# The "Little Man"



## Blueridge Believer (Jan 21, 2009)

If you live in small town America this will really hit home. Hard to watch it and not shed a tear.

[video=youtube;_Lj6PMv68Ho]http://www.youtube.com/watch?v=_Lj6PMv68Ho[/video]


----------



## Ivan (Jan 21, 2009)

I grew up on a farm in Southern Illinois from 1952 to 1973. Since that time I've lived in cities, small towns and in the country. I know this will sound like I'm a grumpy old man, but I'd go back to the 50's and 60's in a hearbeat. I know others will disagree, but I am talking about how I feel. I don't expect everyone to agree with me.


----------



## LawrenceU (Jan 21, 2009)

I, too, am a small town / rural boy. I've lived in all sorts of places since then. I'd go back to that place and time in a heartbeat.


----------



## Ivan (Jan 21, 2009)

My parents still live on the farm. I doubt that I will return to live there, although I'd like to. I believe the LORD has other plans for me. I do love the land.

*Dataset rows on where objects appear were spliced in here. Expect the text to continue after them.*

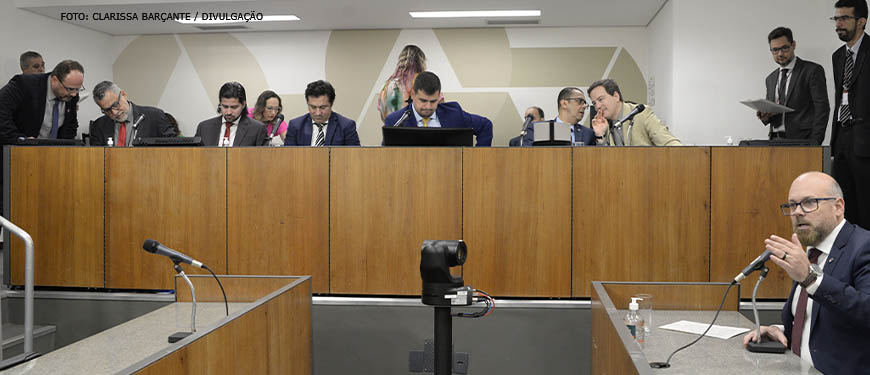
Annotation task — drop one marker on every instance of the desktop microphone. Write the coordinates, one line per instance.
(638, 109)
(756, 265)
(404, 116)
(276, 124)
(155, 247)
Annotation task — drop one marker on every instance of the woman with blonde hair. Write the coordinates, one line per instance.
(397, 89)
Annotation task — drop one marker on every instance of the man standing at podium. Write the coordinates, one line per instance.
(826, 316)
(799, 85)
(426, 110)
(120, 116)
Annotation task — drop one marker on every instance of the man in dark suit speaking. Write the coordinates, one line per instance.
(799, 85)
(825, 317)
(42, 105)
(333, 129)
(233, 127)
(121, 116)
(427, 111)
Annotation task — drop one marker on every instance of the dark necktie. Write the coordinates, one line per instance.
(618, 139)
(55, 113)
(321, 137)
(845, 112)
(800, 312)
(122, 134)
(783, 80)
(227, 133)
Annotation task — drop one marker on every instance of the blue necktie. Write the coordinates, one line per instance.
(54, 116)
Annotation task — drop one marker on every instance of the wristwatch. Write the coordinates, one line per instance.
(815, 273)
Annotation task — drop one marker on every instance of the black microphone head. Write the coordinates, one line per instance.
(150, 245)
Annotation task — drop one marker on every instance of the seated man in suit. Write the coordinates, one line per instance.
(572, 106)
(644, 129)
(120, 116)
(429, 112)
(537, 114)
(828, 258)
(333, 129)
(42, 105)
(233, 127)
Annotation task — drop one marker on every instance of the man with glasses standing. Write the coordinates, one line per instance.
(799, 85)
(42, 105)
(825, 318)
(644, 129)
(850, 133)
(123, 120)
(572, 106)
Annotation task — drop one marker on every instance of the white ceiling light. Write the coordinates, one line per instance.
(288, 17)
(476, 13)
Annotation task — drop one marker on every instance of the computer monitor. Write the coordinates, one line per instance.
(402, 136)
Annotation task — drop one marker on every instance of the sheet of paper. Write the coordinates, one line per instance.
(717, 331)
(765, 105)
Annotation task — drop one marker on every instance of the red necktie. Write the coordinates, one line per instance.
(122, 135)
(800, 312)
(227, 132)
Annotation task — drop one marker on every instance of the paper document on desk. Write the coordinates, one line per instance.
(721, 332)
(764, 105)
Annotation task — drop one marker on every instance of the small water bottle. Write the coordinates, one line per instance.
(635, 322)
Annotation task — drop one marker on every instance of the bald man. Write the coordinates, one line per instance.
(826, 316)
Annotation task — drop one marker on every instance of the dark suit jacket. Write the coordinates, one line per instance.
(859, 97)
(22, 108)
(581, 133)
(250, 132)
(841, 306)
(450, 115)
(153, 125)
(340, 131)
(808, 96)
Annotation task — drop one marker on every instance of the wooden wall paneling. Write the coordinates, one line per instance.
(640, 214)
(383, 203)
(749, 184)
(175, 196)
(517, 220)
(278, 212)
(56, 195)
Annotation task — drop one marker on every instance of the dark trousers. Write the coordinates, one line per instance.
(852, 172)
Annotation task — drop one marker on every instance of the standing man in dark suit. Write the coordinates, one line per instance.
(850, 133)
(333, 129)
(121, 121)
(426, 110)
(825, 317)
(799, 85)
(233, 127)
(42, 105)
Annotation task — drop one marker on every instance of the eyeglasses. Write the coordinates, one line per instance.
(807, 205)
(78, 90)
(842, 18)
(784, 48)
(114, 107)
(580, 101)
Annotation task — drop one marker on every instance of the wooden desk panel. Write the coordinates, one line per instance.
(175, 196)
(278, 213)
(56, 195)
(383, 203)
(640, 214)
(749, 184)
(517, 220)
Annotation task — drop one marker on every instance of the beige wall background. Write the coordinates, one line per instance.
(494, 72)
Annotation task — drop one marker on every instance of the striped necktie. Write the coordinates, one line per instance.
(321, 136)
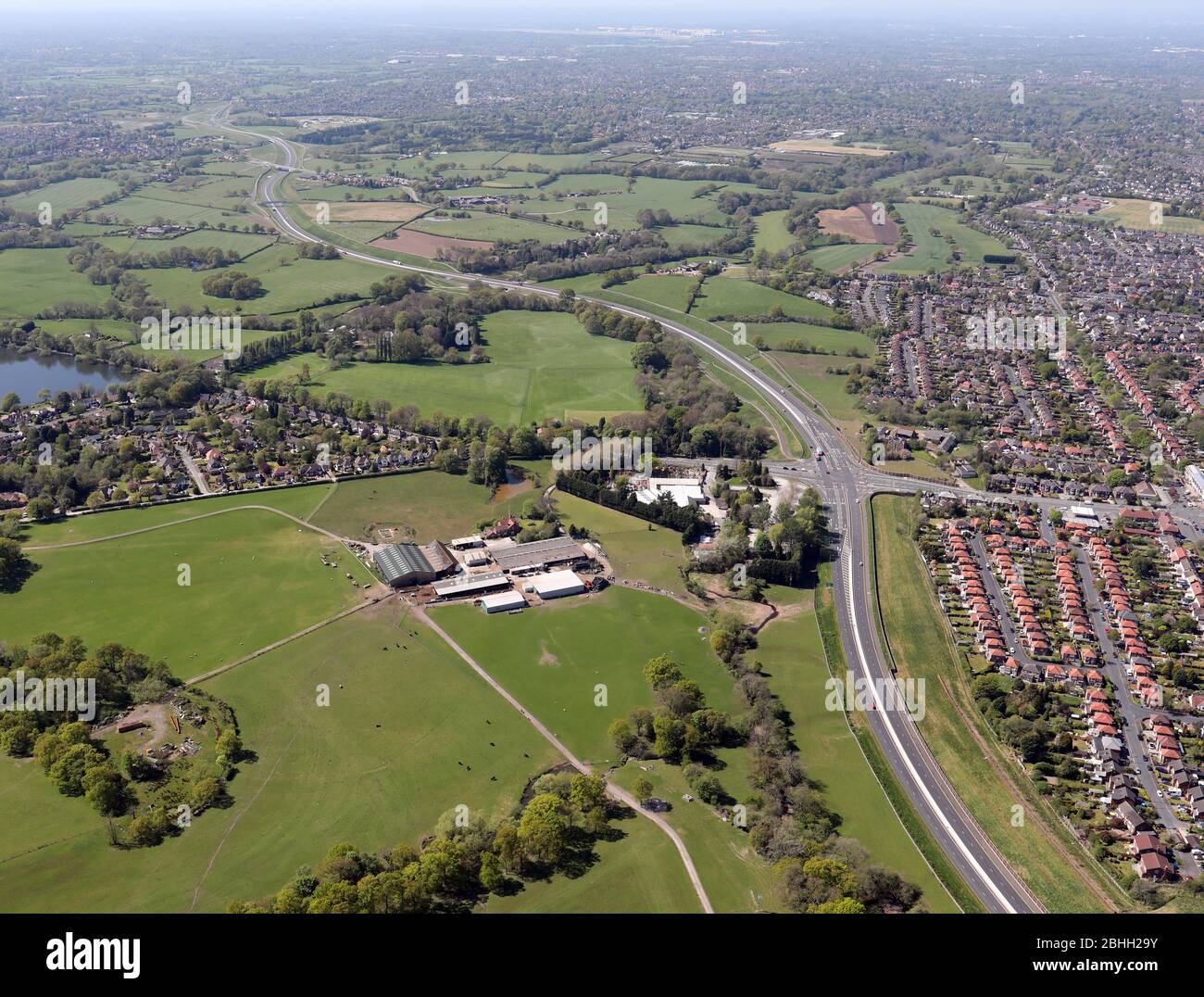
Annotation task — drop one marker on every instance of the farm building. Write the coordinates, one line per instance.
(529, 557)
(555, 584)
(682, 491)
(502, 602)
(405, 563)
(469, 584)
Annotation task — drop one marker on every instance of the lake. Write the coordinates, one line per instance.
(27, 373)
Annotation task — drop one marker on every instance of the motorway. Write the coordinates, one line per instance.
(846, 483)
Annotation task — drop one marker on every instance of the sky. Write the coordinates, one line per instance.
(719, 13)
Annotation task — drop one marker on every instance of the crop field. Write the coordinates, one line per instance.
(811, 374)
(771, 232)
(378, 764)
(421, 505)
(552, 658)
(254, 578)
(858, 224)
(932, 252)
(541, 364)
(1130, 213)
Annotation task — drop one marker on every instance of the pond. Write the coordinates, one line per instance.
(27, 373)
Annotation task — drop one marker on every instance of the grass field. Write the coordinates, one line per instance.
(934, 250)
(834, 258)
(424, 506)
(63, 196)
(735, 877)
(295, 501)
(550, 659)
(637, 549)
(35, 280)
(289, 282)
(639, 873)
(492, 228)
(809, 372)
(986, 780)
(839, 341)
(256, 577)
(541, 364)
(743, 298)
(378, 766)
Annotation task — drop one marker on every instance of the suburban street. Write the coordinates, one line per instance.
(847, 483)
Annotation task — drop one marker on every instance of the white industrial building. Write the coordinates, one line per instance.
(470, 584)
(555, 584)
(504, 602)
(684, 491)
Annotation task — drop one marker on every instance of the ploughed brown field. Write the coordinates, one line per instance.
(426, 245)
(856, 223)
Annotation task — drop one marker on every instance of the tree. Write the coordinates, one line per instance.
(15, 566)
(543, 828)
(661, 671)
(493, 877)
(105, 789)
(586, 792)
(670, 737)
(69, 770)
(621, 736)
(207, 792)
(642, 788)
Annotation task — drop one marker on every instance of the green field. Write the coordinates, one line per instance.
(295, 501)
(377, 766)
(639, 873)
(541, 365)
(932, 252)
(256, 578)
(793, 655)
(34, 280)
(492, 228)
(1131, 213)
(63, 196)
(550, 659)
(743, 298)
(636, 549)
(1039, 856)
(289, 284)
(771, 233)
(838, 341)
(834, 258)
(422, 506)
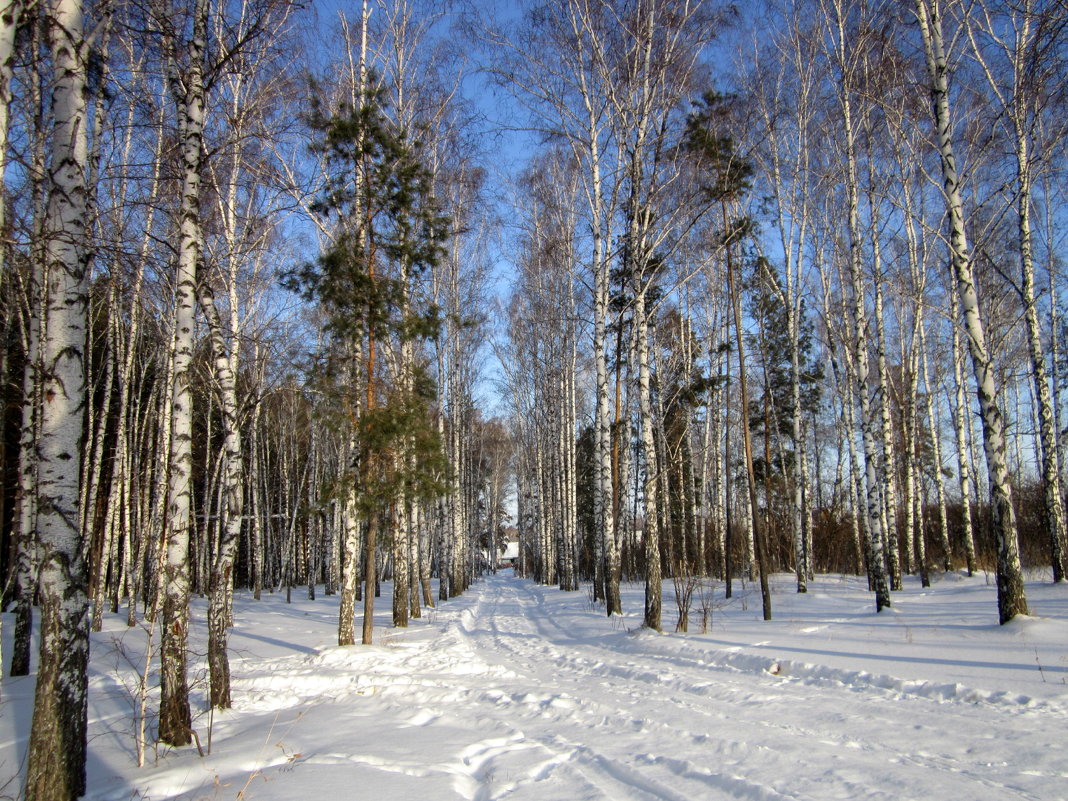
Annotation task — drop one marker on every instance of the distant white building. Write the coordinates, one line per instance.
(511, 553)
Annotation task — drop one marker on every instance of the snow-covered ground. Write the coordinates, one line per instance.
(520, 691)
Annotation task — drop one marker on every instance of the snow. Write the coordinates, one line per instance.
(521, 691)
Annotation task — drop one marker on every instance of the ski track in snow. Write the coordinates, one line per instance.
(518, 691)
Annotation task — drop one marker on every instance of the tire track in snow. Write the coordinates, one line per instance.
(695, 702)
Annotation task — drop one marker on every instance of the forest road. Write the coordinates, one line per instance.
(594, 711)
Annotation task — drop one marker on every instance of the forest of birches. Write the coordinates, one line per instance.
(770, 287)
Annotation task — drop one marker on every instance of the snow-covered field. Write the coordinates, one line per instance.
(520, 691)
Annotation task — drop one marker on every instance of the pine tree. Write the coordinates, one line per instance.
(389, 231)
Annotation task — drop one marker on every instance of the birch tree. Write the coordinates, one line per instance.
(56, 768)
(1011, 599)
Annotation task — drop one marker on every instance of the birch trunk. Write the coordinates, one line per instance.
(1011, 599)
(877, 570)
(233, 505)
(188, 89)
(56, 768)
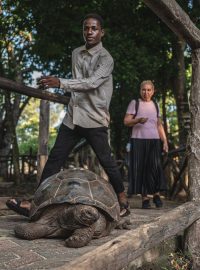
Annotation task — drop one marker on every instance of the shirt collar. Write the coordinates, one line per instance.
(94, 49)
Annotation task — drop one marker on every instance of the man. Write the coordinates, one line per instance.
(88, 110)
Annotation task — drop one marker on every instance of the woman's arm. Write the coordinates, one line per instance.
(162, 135)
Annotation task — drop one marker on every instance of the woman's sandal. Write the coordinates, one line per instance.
(15, 206)
(146, 204)
(124, 209)
(157, 201)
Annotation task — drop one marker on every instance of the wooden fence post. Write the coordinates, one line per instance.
(43, 137)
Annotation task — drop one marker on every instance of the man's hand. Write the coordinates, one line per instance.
(48, 82)
(142, 120)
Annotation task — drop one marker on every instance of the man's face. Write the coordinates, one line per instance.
(92, 32)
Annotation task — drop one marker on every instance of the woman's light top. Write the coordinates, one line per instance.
(148, 130)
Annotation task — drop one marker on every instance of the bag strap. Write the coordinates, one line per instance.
(137, 102)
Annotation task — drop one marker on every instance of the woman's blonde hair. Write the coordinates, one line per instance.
(147, 82)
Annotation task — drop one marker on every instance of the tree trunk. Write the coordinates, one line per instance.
(180, 91)
(43, 137)
(193, 233)
(179, 22)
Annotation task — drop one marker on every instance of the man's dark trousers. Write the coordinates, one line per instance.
(98, 139)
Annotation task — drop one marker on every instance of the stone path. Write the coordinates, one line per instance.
(52, 253)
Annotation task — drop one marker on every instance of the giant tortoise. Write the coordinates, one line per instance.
(75, 204)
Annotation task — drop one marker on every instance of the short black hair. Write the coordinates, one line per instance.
(95, 16)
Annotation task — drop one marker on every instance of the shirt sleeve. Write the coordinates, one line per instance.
(131, 107)
(99, 76)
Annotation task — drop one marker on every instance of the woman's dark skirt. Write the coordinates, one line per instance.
(146, 174)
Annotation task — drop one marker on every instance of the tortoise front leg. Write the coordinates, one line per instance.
(80, 237)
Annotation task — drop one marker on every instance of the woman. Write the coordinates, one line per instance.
(146, 175)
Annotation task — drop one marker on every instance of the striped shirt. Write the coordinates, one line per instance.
(91, 88)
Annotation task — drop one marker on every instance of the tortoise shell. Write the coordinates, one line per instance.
(76, 186)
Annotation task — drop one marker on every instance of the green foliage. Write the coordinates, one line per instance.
(28, 126)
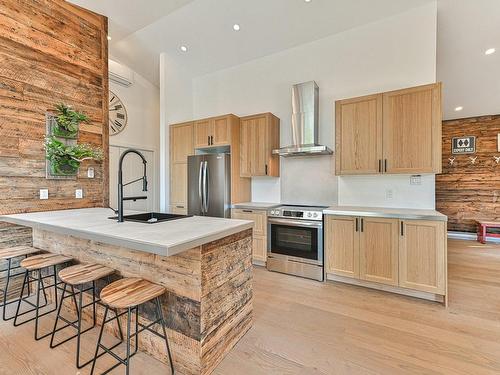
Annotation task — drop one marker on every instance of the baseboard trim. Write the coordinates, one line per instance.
(387, 288)
(469, 236)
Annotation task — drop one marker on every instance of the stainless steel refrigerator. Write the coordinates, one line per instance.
(209, 185)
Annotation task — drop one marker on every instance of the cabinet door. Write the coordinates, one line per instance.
(342, 246)
(378, 250)
(422, 258)
(412, 130)
(202, 133)
(181, 142)
(221, 131)
(246, 148)
(178, 183)
(358, 135)
(259, 251)
(259, 218)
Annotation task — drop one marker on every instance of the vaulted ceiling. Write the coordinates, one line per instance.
(466, 28)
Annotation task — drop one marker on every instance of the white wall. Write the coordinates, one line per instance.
(142, 102)
(389, 54)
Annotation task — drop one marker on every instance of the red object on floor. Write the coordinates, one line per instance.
(482, 230)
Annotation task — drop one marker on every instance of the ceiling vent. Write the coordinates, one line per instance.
(120, 74)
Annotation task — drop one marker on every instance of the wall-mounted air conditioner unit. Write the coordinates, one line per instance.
(120, 74)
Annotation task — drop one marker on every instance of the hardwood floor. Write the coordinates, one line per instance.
(310, 328)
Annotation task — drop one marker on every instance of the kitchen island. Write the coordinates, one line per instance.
(204, 263)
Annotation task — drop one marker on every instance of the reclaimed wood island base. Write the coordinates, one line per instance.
(208, 304)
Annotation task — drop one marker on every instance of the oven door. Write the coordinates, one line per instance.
(297, 239)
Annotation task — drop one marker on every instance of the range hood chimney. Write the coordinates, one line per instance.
(305, 123)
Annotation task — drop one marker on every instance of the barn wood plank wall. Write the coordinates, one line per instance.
(467, 192)
(50, 52)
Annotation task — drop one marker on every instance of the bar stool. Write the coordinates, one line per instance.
(39, 263)
(8, 254)
(129, 294)
(77, 276)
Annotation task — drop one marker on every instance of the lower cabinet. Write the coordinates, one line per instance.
(406, 254)
(422, 256)
(259, 217)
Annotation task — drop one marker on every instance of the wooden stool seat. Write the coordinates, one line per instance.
(84, 273)
(37, 262)
(129, 292)
(17, 251)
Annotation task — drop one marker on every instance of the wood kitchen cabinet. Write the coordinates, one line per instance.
(259, 217)
(396, 132)
(378, 250)
(215, 131)
(181, 146)
(358, 135)
(422, 262)
(259, 136)
(397, 255)
(342, 246)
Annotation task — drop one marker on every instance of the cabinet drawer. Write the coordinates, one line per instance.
(259, 217)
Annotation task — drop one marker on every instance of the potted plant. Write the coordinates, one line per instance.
(64, 160)
(67, 121)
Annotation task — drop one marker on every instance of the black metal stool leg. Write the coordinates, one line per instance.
(99, 340)
(160, 316)
(20, 298)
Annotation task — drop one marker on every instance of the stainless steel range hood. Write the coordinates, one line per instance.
(305, 123)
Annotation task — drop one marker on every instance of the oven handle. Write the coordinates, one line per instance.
(296, 223)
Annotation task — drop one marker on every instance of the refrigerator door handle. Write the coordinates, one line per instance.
(204, 200)
(200, 180)
(207, 190)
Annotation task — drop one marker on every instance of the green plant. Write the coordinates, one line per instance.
(67, 121)
(66, 159)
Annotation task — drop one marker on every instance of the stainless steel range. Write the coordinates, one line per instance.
(295, 241)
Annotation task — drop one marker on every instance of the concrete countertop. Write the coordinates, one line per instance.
(165, 238)
(396, 213)
(255, 205)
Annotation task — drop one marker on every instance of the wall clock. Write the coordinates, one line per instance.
(117, 114)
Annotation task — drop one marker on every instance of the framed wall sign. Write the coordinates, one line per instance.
(463, 145)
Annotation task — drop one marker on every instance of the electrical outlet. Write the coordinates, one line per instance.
(79, 193)
(44, 193)
(389, 194)
(416, 180)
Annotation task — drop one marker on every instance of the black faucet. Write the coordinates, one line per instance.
(144, 179)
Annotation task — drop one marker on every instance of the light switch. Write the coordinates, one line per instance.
(79, 193)
(416, 180)
(44, 193)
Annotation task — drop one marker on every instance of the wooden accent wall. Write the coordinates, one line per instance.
(467, 192)
(50, 52)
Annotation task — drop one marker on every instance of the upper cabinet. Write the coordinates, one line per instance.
(358, 135)
(214, 131)
(393, 132)
(259, 135)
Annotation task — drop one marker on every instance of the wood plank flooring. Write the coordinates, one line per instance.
(309, 328)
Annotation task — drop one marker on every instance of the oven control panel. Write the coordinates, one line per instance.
(294, 213)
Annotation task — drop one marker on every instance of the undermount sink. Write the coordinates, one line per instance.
(151, 217)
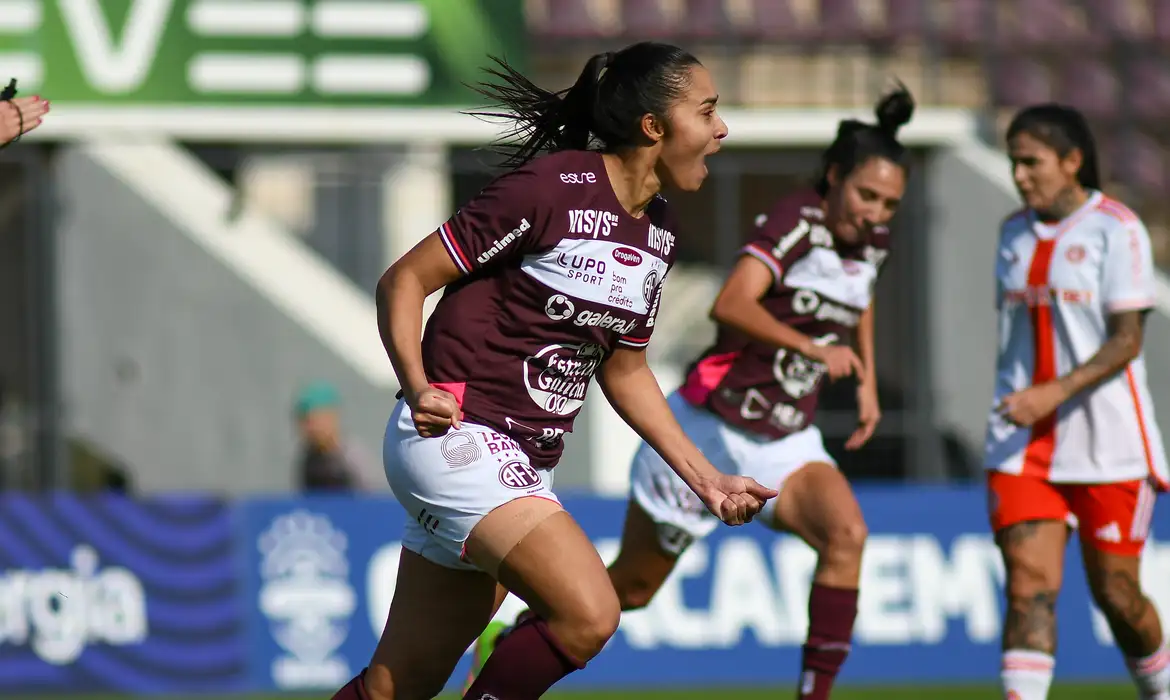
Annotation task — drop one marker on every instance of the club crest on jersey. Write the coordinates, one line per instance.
(518, 475)
(558, 307)
(649, 286)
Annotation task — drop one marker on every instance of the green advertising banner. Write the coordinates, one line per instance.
(254, 53)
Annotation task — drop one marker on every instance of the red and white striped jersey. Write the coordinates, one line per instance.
(1057, 286)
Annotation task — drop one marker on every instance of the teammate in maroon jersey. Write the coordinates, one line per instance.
(799, 295)
(551, 274)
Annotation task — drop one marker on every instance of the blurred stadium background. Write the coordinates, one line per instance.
(195, 232)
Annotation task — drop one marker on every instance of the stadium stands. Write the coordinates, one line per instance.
(1105, 56)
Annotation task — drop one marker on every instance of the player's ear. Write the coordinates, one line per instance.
(833, 176)
(1071, 164)
(653, 128)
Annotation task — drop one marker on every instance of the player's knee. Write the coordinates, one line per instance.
(1116, 594)
(845, 541)
(590, 626)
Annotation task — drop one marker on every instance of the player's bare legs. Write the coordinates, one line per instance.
(544, 557)
(642, 565)
(1117, 592)
(1034, 561)
(434, 616)
(817, 505)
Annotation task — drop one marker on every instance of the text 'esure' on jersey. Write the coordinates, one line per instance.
(820, 288)
(557, 276)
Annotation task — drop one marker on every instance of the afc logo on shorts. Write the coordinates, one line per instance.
(518, 475)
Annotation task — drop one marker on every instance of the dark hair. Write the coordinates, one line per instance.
(603, 109)
(858, 142)
(1062, 129)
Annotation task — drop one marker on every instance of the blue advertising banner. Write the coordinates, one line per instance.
(321, 575)
(107, 594)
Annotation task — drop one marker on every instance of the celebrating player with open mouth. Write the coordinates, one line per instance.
(1072, 438)
(552, 274)
(798, 295)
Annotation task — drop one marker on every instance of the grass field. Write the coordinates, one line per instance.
(1066, 692)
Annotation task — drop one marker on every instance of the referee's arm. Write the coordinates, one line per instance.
(21, 115)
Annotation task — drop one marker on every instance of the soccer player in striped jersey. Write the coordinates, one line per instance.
(1072, 440)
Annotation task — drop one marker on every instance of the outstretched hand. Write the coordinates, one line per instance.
(735, 500)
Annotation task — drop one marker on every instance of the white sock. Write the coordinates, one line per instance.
(1026, 674)
(1151, 674)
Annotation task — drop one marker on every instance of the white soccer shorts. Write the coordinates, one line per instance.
(680, 516)
(448, 484)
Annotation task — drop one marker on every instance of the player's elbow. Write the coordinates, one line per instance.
(725, 308)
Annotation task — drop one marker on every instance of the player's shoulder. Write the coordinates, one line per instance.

When I do return home, it's as though I've never left. I'm not talking about my parents, of course, but the long-time residents there. When I visit with there I'm still consider a resident. Kinda cool.


----------



## PresbyDane (Jan 21, 2009)

Sorry can not watch it, it seems to have been taken of you tube


----------



## Ivan (Jan 21, 2009)

Martin Marsh said:


> Sorry can not watch it, it seems to have been taken of you tube



I couldn't get the one posted either, but if you choose one of the other choices that pop up you can listen to the song that way.


----------



## LawrenceU (Jan 21, 2009)

Try this:CMT : Videos : Alan Jackson : Little Man


----------



## Hippo (Jan 21, 2009)

I like Jackson's "Monday Morning Church", that song really resonates with me (although for all sorts of reasons it probably should not).


----------



## Blueridge Believer (Jan 21, 2009)

He could have been singing it about my home town. Back in the 60's and 70's there was all kind of stuff downtown and lot's of work. I went to a county high school that had about 2500 students that now has a little less than 1000. The town is like a ghost town. Really sad.


----------



## Ivan (Jan 21, 2009)

James,

I was in a very remote area. The town we lived near had 400 people. Our grade school,K-6, had under a 100 students. The nearest grocery store was 12 miles away.

Things are still the same today.


----------



## nicnap (Jan 21, 2009)

I am a small town guy...grew up working turkey, chicken, cattle, and even feed corn farms. Grew up baling hay...shooting...fishing...all of that, and if I could I'd be there again. Give me a couple thousand...even a couple hundred acres, a tractor, and let me be. I'd be one happy man. (P.s. I grew up in the 80's and 90's.)


----------